So it's come to this - I struggled and mostly persevered to breastfeed George for over a year. I was proud of it, but frankly, didn't give it much thought. It was just what I was going to do. It seemed natural. And though there were definitely days (and nights!) that I wished he would take a bottle of formula from his papa, and there was that moment of desperation when I bought the super-expensive Alimentum formula to try to soothe his poor colicky tummy, alas he was never very interested in either formula or bottle. Ada was introduced to the bottle and to formula early, since she needed to be topped up and fed while I was kept in "intensive care" post-partum for a day with blood pressure issues. We kept with it as a supplement to breastfeeding for the first few weeks. Why? Because it allowed Jean to participate in the feedings, because she seemed fine with it, because it was easy. There, I said it. The first few days, Ada was a breeze. I knocked on as much wood as I could find - George had always been a colicky, gassy, unhappy little thing. Here was a baby that would calmly breastfeed, and be placed in her bouncy chair for a nap with little to no incitement. I was in heaven. And then it began again. The obvious discomfort. The sudden crying jags, the rock-hard stomach, the frantic but fussy feedings. And, as my previous post laid out, the second-guessing started. Overactive letdown? Foremilk-hindmilk imbalance? I googled madly with one finger as I held a crying, inconsolable baby in my other arm. The nights became endless and insupportable. We had to take it in shifts - Jean would bottle feed her for the first three or four hours of the night and bring her to me for the rest of the (largely sleepless) night for her to writhe in discomfort beside me, often breaking out in crying fits.
Thank goodness George isn't a light sleeper!
I set out on that mad see-saw quest to figure things out that I remember dimly from George's infancy - should I cut out dairy? Green peppers? Caffeine? Alcohol? Should I block feed? Feed her less but more often - more but less often? I tried several solutions, all to no avail. Granted, many other moms have been far more persistent, patient and have shown far more endurance than I did when I finally decided yesterday to go to the store and buy the lactose-free formula for sensitive stomachs. I would try it, and see what happened. Within a few hours of her first feeding, she had slept longer than ever before during the night, she wasn't writhing or in discomfort. She had a bowel movement that wasn't full of unhealthy-looking mucuousy strings. (sorry for the TMI). Here we are, the morning after - she's still had some gas issues, but I'm once again knocking on wood, because she's had her bottle this morning and she's asleep quite contentedly in her swing (I have become such a career pessimist that I had to force myself to type that - convinced that she will wake immediately once I press "publish post" and will be an inconsolable mess for the rest of the day)..

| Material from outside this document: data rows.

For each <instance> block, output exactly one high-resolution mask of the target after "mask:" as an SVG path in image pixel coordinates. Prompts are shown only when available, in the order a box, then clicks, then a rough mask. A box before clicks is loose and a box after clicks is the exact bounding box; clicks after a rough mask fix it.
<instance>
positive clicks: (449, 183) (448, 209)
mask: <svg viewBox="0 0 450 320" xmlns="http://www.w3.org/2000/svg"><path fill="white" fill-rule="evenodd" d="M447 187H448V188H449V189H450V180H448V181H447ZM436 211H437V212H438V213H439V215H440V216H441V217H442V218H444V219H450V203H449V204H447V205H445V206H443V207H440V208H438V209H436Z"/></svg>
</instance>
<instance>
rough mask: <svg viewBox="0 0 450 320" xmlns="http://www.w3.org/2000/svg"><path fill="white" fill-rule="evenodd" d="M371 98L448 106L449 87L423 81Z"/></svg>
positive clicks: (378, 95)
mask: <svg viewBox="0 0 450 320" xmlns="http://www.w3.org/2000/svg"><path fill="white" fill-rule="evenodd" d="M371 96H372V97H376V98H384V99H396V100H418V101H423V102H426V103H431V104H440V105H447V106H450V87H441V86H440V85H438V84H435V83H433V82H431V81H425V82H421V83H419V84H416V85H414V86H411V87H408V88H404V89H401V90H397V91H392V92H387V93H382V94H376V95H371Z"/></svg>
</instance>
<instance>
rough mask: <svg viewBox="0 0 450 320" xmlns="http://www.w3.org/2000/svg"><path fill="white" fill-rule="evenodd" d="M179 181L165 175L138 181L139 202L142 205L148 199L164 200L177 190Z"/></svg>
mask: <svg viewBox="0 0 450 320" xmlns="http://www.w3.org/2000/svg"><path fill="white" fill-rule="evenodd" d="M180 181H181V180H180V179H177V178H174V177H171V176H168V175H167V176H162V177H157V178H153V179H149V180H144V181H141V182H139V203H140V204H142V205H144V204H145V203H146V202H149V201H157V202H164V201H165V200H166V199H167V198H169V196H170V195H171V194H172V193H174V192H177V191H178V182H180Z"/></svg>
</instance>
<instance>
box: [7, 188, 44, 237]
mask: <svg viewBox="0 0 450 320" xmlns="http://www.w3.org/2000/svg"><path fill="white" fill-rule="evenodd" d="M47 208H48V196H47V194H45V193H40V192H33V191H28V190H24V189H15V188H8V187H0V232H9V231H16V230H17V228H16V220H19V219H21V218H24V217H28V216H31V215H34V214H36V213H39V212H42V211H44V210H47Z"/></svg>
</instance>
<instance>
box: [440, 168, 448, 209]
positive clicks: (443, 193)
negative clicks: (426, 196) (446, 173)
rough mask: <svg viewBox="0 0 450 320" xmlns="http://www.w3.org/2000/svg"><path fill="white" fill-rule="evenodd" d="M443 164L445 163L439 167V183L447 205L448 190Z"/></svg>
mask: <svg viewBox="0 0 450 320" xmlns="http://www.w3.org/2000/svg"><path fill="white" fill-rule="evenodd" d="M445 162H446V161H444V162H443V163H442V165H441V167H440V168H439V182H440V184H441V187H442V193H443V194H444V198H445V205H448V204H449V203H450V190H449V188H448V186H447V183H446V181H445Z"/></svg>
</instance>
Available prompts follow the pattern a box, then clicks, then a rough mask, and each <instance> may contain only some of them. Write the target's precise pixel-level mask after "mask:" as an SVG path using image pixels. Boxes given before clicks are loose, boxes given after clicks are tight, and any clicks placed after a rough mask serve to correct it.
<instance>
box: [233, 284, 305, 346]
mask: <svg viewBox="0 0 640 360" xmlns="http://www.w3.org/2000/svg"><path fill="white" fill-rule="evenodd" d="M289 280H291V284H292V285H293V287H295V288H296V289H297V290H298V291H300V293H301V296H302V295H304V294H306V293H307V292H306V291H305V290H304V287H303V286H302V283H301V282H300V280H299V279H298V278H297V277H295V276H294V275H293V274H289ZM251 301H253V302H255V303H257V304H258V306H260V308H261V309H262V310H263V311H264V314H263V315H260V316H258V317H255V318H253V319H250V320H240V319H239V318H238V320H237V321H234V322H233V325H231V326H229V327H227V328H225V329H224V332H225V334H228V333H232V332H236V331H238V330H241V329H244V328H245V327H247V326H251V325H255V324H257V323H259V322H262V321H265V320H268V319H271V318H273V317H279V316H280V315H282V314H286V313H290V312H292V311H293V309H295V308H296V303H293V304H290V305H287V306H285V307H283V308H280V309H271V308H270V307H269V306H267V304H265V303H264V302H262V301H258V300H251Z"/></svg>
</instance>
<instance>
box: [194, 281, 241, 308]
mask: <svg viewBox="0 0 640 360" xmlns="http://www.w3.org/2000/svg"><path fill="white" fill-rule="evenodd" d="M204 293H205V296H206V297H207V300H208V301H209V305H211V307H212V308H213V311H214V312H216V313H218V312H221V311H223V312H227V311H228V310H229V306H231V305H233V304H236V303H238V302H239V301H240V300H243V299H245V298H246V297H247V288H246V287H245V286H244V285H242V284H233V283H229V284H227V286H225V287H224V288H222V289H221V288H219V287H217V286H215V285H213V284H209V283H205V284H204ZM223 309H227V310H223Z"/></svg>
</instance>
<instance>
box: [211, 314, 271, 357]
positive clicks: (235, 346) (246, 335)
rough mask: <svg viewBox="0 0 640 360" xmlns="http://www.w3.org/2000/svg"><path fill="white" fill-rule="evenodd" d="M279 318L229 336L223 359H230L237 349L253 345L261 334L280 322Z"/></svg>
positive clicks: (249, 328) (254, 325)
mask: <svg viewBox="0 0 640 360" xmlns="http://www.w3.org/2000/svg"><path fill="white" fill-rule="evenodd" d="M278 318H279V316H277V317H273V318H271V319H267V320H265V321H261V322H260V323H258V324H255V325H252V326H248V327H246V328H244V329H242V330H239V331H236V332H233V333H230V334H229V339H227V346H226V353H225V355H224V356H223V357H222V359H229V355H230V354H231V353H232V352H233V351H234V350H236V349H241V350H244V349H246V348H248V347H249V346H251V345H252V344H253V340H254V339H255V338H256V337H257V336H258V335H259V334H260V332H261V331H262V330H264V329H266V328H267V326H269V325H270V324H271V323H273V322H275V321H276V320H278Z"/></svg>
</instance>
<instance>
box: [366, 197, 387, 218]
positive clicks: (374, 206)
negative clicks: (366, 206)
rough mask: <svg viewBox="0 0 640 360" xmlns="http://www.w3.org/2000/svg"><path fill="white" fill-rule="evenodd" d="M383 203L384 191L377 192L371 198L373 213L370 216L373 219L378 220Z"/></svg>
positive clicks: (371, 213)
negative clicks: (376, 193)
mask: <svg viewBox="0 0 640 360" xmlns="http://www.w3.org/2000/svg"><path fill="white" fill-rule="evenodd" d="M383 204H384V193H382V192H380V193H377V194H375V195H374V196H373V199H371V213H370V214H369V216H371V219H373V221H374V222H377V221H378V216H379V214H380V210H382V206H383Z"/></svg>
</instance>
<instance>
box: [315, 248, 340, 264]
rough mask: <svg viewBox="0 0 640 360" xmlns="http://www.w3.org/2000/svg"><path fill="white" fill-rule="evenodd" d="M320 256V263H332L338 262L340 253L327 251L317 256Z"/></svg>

My point, you ask? Well - if this is indeed a solution to her discomfort, to our hideous sleepless nights, to my endless questioning of myself and my breastmilk, then frankly, I think I'm on board with continuing with the formula feeding. Yet, there is a reticence that eats at me - for obvious reasons - society has conditioned moms to believe that "breast is best". I don't disagree - in fact, I agree quite strongly. Yet, if the bottom line is that both mom and baby are happier and are still healthy with formula feeding, then my fundamentally selfish soul seems to be curbing towards relying on formula instead of continuing the harrowing breastfeeding journey. Anyways, I speak to soon - it's totally wishful thinking on my part that this will be the solution to our digestive woes. If it's not, I guess we're back to square 1, and I'll probably start back with breastfeeding her within a few days (I'm pumping to maintain my supply until the jury is back in on this one). If she does get significantly better on the formula, then I really need to ask myself - which way do I want to go?
I'm going to make a list of pros and cons for bottle vs. breast - maybe this will help me decide (though if I'm really honest and things go well with the formula, I think I already know the answer.)
Breastfeeding
Pros:
-Best for baby in terms of nutrients, immune system
-Bonding with baby
-Makes cosleeping a breeze
-Portable food supply
-Less expense
-Social stigma of not breastfeeding
-Natural pacifier
-Easier to travel/camp/etc. - less logistics
-Weight loss
Cons:
-potential digestive issues from overactive letdown, oversupply, lactose intolerance..
-need to watch what you eat
-$ spent on pumps, breast pads, nursing clothing, etc.
-difficult to tell how much baby is eating
-awkwardness of public nursing
-pumping is time consuming
-leaking, engorgement, discomfort
Formula
-Digestive issues addressed
-Can tell how much baby is drinking
-Still has nutrients required for baby
-Sleep longer (?)
-Less embarrassment/awkwardness with public bottle feedings vs. public breastfeeding
-My breasts become mine again - spend less on nursing pads, etc. - no engorgement issues, leaking, etc.
-No time pumping required
-Dad and others can participate more fully in feedings
-Can eat, drink what I want when I want
Cons
-Less nutritionally complete, less beneficial for immune system
-Social stigma of not breastfeeding
-More expensive
-More "equipment", logistically more difficult
I'll report back when more time has passed and we've made some decisions.